Author : Timothy R. Pauketat
Publisher : U of Nebraska Press
Page : 378 pages
File Size : 23,66 MB
Release : 2000-01-01
Category : Social Science
ISBN : 9780803287655
About one thousand years ago, Native Americans built hundreds of earthen platform mounds, plazas, residential areas, and other types of monuments in the vicinity of present-day St. Louis. This sprawling complex, known to archaeologists as Cahokia, was the dominant cultural, ceremonial, and trade center north of Mexico for centuries. This stimulating collection of essays casts new light on the remarkable accomplishments of Cahokia.
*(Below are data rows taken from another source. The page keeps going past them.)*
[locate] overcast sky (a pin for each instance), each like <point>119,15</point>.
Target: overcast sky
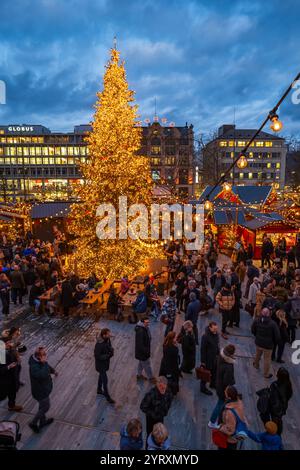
<point>199,58</point>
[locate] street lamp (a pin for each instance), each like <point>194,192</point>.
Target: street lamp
<point>242,162</point>
<point>275,125</point>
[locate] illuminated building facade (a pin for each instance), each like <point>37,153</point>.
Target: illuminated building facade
<point>37,164</point>
<point>266,157</point>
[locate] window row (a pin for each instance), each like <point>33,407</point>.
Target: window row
<point>49,150</point>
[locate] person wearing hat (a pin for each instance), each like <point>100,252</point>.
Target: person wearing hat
<point>226,300</point>
<point>267,335</point>
<point>224,378</point>
<point>269,439</point>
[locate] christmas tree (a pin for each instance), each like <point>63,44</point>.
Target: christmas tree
<point>113,169</point>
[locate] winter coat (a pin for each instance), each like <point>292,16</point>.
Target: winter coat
<point>214,279</point>
<point>129,443</point>
<point>254,288</point>
<point>34,294</point>
<point>103,352</point>
<point>142,342</point>
<point>260,297</point>
<point>268,441</point>
<point>225,374</point>
<point>228,419</point>
<point>152,445</point>
<point>170,361</point>
<point>225,299</point>
<point>66,294</point>
<point>188,345</point>
<point>280,394</point>
<point>169,308</point>
<point>17,280</point>
<point>210,349</point>
<point>193,310</point>
<point>266,332</point>
<point>8,377</point>
<point>40,378</point>
<point>155,405</point>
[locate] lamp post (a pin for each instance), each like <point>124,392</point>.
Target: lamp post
<point>276,126</point>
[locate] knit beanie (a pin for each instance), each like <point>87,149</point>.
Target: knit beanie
<point>229,350</point>
<point>271,427</point>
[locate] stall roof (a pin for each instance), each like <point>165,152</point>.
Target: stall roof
<point>50,209</point>
<point>246,194</point>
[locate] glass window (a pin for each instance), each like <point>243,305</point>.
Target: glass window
<point>155,150</point>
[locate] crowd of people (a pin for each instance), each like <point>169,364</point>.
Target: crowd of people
<point>198,285</point>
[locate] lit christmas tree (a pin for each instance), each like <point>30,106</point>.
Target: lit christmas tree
<point>112,170</point>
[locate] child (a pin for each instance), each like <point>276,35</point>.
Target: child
<point>131,436</point>
<point>159,438</point>
<point>270,440</point>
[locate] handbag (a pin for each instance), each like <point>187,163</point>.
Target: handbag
<point>203,374</point>
<point>219,438</point>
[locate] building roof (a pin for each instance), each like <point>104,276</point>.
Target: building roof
<point>50,209</point>
<point>246,194</point>
<point>230,132</point>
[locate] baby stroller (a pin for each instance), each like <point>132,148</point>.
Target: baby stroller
<point>9,435</point>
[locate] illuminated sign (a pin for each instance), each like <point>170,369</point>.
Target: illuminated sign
<point>20,128</point>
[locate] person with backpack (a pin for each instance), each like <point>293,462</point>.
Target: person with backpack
<point>292,309</point>
<point>139,306</point>
<point>232,419</point>
<point>280,319</point>
<point>143,350</point>
<point>169,311</point>
<point>224,378</point>
<point>273,401</point>
<point>226,300</point>
<point>269,439</point>
<point>267,335</point>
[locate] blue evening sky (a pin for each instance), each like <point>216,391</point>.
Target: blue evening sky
<point>199,58</point>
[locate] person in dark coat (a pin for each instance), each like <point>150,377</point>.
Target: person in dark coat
<point>103,353</point>
<point>67,296</point>
<point>281,391</point>
<point>17,285</point>
<point>131,436</point>
<point>267,336</point>
<point>210,349</point>
<point>143,349</point>
<point>224,378</point>
<point>41,387</point>
<point>9,378</point>
<point>169,366</point>
<point>280,319</point>
<point>192,313</point>
<point>156,404</point>
<point>188,344</point>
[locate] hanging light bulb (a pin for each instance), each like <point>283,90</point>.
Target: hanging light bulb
<point>207,205</point>
<point>227,186</point>
<point>242,162</point>
<point>276,125</point>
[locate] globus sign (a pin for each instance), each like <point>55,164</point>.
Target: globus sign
<point>20,128</point>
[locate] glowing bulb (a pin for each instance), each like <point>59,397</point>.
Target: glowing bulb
<point>242,162</point>
<point>207,205</point>
<point>227,186</point>
<point>276,125</point>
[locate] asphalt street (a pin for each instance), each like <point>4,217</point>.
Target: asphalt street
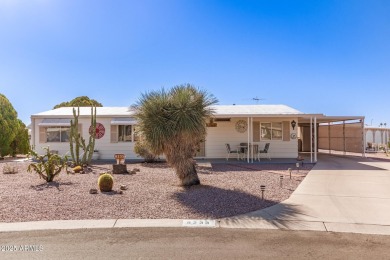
<point>190,243</point>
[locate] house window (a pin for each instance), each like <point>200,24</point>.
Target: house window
<point>58,134</point>
<point>271,131</point>
<point>127,133</point>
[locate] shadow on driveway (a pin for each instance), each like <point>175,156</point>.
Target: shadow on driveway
<point>214,202</point>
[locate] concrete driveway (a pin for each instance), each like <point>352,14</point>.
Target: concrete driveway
<point>340,194</point>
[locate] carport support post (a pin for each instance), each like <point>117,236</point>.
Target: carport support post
<point>315,139</point>
<point>345,151</point>
<point>247,155</point>
<point>311,139</point>
<point>364,133</point>
<point>330,151</point>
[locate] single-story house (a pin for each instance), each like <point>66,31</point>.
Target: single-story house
<point>287,130</point>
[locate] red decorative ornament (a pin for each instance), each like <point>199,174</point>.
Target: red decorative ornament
<point>99,131</point>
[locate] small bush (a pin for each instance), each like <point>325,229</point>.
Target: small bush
<point>105,182</point>
<point>142,149</point>
<point>48,165</point>
<point>77,169</point>
<point>10,169</point>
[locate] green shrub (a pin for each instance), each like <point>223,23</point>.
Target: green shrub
<point>77,169</point>
<point>142,149</point>
<point>105,182</point>
<point>48,165</point>
<point>10,169</point>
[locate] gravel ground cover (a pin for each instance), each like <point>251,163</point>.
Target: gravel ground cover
<point>227,189</point>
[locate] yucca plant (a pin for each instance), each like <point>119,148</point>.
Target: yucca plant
<point>173,123</point>
<point>49,165</point>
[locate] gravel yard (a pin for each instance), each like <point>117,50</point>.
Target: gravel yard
<point>153,193</point>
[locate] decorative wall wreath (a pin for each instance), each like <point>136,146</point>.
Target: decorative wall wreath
<point>99,131</point>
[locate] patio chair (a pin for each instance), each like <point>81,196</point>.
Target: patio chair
<point>230,151</point>
<point>265,151</point>
<point>243,149</point>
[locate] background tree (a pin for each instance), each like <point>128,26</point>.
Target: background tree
<point>82,101</point>
<point>20,144</point>
<point>173,123</point>
<point>8,125</point>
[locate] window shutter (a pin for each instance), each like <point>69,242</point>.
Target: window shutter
<point>256,131</point>
<point>42,135</point>
<point>80,128</point>
<point>286,130</point>
<point>114,134</point>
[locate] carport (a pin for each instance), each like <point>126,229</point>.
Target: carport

Author : Ronald K. Faulseit
Publisher : SIU Press
Page : 553 pages
File Size : 32,12 MB
Release : 2016
Category : History
ISBN : 0809333996
This book interprets how ancient civilizations responded to various stresses, including environmental change, warfare, and the fragmentation of political institutions. It focuses on what happened during and after the decline of once powerful regimes, and posits that they experienced social resilience and transformation instead of collapse.
Author : Thomas E. Emerson
Publisher : University of Alabama Press
Page : 337 pages
File Size : 45,14 MB
Release : 1997-10-30
Category : History
ISBN : 0817308881
The consolidation of this symbolism into a rural cult marks the expropriation of the cosmos as part of the increasing power of the Cahokian rulers.